Let's go one at a time through this.
However, I want to make sure I understand when you can lose principal. With TIPs, you're only able to buy them on the secondary market (if not using Treasury Direct)
No. Most major brokerages offer $0 or low cost primary auctions for US treasury bonds. Fidelity offers $0 treasury purchases online. Noncompetitive bidding is available for up to $10,000,000 in bonds.
which means you might have to pay more than face value,
Yes. That characterizes the secondary market. TIPS funds are subject to the same risks.
and could therefore lose principal if you hold to maturity
Maybe, depending on how you purchased the bond. TIPS maturity values are the maximum of the two: initial face value or inflation adjusted face value. If you hold to maturity and buy at auction, you will not lose your principal. Tax treatment of the principal adjustment due to inflation can complicate the calculations. You may lose any premium you paid over face value to acquire the bond.
or need to sell into the market for less than you purchased for. Do I have that correct?

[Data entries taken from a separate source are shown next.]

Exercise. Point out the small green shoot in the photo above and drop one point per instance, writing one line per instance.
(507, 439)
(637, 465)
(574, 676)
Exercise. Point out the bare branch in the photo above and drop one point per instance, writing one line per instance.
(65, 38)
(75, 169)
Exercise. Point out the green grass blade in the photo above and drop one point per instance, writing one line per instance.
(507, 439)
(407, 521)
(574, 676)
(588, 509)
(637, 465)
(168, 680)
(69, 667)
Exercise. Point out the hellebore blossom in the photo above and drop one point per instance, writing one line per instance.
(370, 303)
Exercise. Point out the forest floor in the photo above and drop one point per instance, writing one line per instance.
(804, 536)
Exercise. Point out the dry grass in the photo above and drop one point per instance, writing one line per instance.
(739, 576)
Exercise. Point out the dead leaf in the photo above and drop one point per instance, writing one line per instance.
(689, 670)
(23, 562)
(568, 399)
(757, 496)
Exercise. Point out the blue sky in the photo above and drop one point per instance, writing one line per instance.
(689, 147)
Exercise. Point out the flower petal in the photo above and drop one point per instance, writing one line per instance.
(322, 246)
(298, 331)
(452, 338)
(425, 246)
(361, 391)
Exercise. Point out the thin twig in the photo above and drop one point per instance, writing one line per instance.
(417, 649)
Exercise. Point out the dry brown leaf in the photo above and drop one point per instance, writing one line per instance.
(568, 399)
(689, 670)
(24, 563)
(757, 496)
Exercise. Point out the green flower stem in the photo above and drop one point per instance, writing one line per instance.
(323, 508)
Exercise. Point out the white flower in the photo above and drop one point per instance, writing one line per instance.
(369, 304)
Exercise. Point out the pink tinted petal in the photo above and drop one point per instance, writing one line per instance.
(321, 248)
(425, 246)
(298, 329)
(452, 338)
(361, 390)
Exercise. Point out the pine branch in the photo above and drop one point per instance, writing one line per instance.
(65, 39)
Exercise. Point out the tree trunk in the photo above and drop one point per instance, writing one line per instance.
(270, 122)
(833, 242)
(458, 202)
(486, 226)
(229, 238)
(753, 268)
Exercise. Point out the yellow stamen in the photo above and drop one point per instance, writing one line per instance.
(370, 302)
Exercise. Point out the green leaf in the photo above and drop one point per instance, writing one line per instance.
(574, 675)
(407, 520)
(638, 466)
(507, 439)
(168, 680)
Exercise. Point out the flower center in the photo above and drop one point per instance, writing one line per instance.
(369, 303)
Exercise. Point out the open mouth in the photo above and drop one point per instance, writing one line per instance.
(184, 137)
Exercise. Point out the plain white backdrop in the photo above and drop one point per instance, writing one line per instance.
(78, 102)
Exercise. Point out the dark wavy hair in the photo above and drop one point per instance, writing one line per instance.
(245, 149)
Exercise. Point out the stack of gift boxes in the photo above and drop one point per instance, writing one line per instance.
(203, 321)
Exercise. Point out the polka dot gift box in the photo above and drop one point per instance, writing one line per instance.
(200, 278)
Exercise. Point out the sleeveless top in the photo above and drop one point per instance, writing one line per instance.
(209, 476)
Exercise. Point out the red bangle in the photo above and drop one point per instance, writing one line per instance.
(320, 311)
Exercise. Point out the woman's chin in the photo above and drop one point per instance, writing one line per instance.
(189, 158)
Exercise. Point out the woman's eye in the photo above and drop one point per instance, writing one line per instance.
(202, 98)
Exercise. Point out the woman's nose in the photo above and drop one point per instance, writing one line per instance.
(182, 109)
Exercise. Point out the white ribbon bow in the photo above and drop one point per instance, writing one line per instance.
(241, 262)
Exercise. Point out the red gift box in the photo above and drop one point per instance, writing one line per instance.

Yes. If you bought in on the secondary market for above the initial principal value, it is possible for depreciation to reduce the adjusted principal value of the bond. You may also lose any premium you paid over face value to acquire the bond.
With I Bonds, since you can only buy them on Treasury Direct, you don't pay more than face value. At any time after 1 year, you can get your full principal back with no loss, albeit a small loss of some interest if held less than 5 years.
Yes. This penalty decreases your effective yield. I bonds have a 0% floor for the interest rate. This may also reduce your effective yield.
So for example, if someone bought $10,000 worth of I Bonds, they could get their $10,000 back in full after 1 year, just with a 'fee' attached representing some lost interest.
Yes, but it will decrease your effective yield. There may also be tax implications with how the penalty is treated. This is not legal advice (IANAL).
But after 1 year, they wouldn't be at risk of getting less than face value based on market conditions, correct?
Yes, you will receive your principal back, plus any accrued interest.